Political Pollution Polarizes Public Opinion Over China's Environmental Crisis

Chai addresses her audience with a picture from the smog-filled Northeastern city of Harbin in the background.

Polarized public discourses over Chai Jing's documentary make it impossible to build consensus on China's air pollution problem.

“Under the Dome”, the sensational documentary on the air pollution crisis in China produced by former state media CCTV reporter Chai Jing, was taken down from major Chinese video websites on March 6, just one day after the opening of the annual session of the National People’s Congress.

Before the takedown, it had already drawn more than 200 million views and stirred intense debate among the Chinese public.

The documentary was well received. Many compared it to Al Gore’s “An Inconvenient Truth” (2006) and Rachel Carson’s “Silent Spring” (1962) and praised Chai Jing’s initiative and persistence. The full English translation of the video is now available:

Yet, within more politicized circles of online opinion leaders, there has also been a myriad of criticism. Some peeped into Chai Jing’s private life, accused her of hypocrisy – smoking and driving, giving birth to her daughter in the US – while some questioned her motive for making the documentary, suspicious of her funding resources. And others criticized her investigative report as unprofessional and full of data flaws.

Though the public dialogue triggered by the documentary is unprecedented in China, whether or not the conversation will lead to a public consensus in today's China remains an open question. He Qinglian, a well-known Chinese economist and author, believed such consensus is no longer possible due to the extreme inequality with which social benefits are allocated in China.

Zhao Yifang, a student at London School of Economics, found the skepticism in public discourse frustrating:


The black-and-white mindset ignores the complexity of human beings. Why can’t we be tolerant of it? Does it matter if the public figure has various motives, including their ideals, desire to be famous, and their benefits? Why not accept the complexity of human beings instead of getting bogged down in expecting the absolute great or petty?

Famous Twitter-like Sina Weibo critic “Pretending in New York” (@假装在纽约) was also fed up with all the conspiracy theories about the documentary:

我甚至不在乎柴静拍这部视频是不是有炒作自己或者捞钱的目的。我不在乎。我对这个问题完全不感兴趣。这完全不重要。 柴静做了这么一次调查,形成了全社会呼吁解决雾霾问题的压力。这本身已经是一件功德无量的事。我心存感激。我甚至希望她能够从中因此获利,因为这样会激励更多的人走上她这条路。

I really don't care whether Chai Jing wants to make herself famous or to earn money from the documentary. I only appreciate her for her work which has pressed society to think about an air pollution solution. I even hope that she will benefit from the documentary, which would encourage more people to take up the cause.

Others pointed out that the controversy and questioning might be a necessary step in the Chinese public learning how to debate and discuss publicly. Murong Xuecun (慕容雪村), a writer in China, wrote on China Digital Times:


In public discussion, distorting with either emotional anecdotes or moral virtues could be regarded as a lack of supportive evidence or persuasive language. But we should also be tolerant, since it’s a necessary stage for Chinese to get to know how to be involved in public discussion, including how to respect the opposite sides, use data and facts, avoid aggressive language, etc.

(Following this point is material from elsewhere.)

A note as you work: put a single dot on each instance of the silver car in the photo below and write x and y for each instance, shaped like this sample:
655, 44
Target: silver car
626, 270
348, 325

Moreover, Murong also noticed that the black-and-white mindset may be an outcome of the ongoing repression of online speech in China:


During the past two years, the public discussion space has been greatly shrinking, many public figures’ social media accounts were closed, and NGOs were shut down. Under such circumstances, both public figures and netizens began to adopt extreme ways, some of them embraced the mainstream themes, some closed their mouths, and others moved away from the mild words toward aggressive or even extreme behaviors.

Murong concluded that Chai Jing, who is a typical figure of moderate groups that mildly criticize social problems and don't stand with either side of a debate, is doomed to be attacked fiercely, and the trend is here to stay.

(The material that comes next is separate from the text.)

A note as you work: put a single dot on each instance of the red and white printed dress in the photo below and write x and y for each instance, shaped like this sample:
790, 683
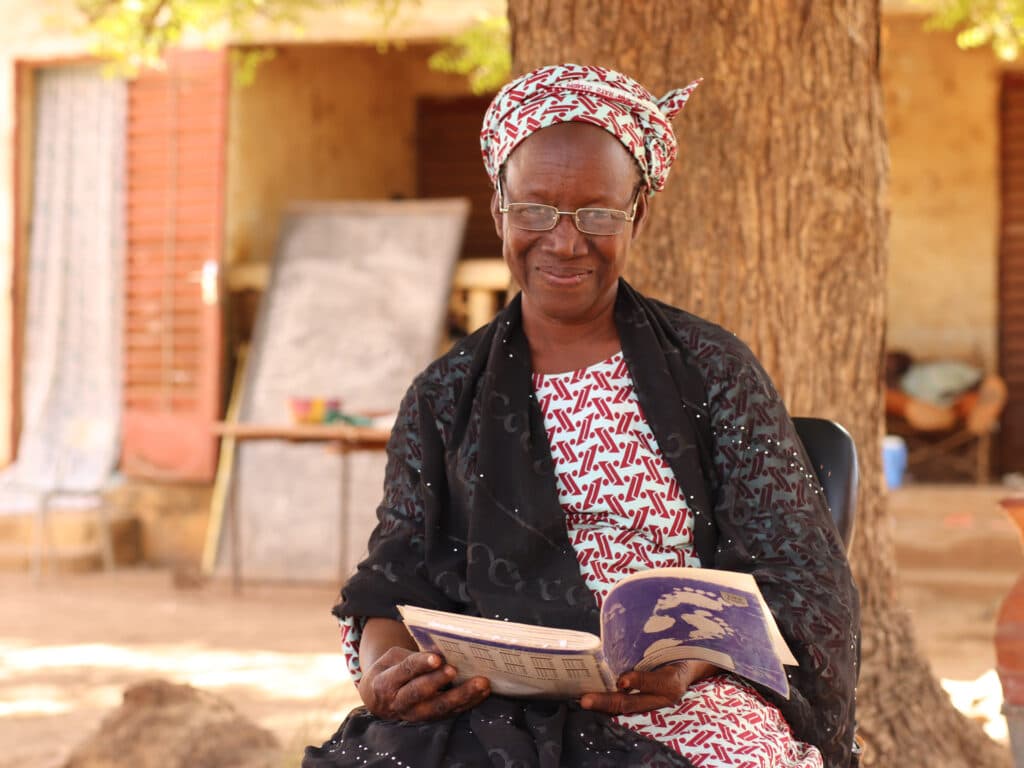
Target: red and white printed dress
625, 512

Zhang Tiezhi, a Taiwanese writer echoed Murong on the dwindling public discussion space in China. He stated that compared with air pollution, politic pollution is more severe. He rightly pointed out that without a vigilant civil society, the documentary will at best serve as a wake-up call for some individuals to tackle with pollution, instead of provoke any fundamental changes in the system.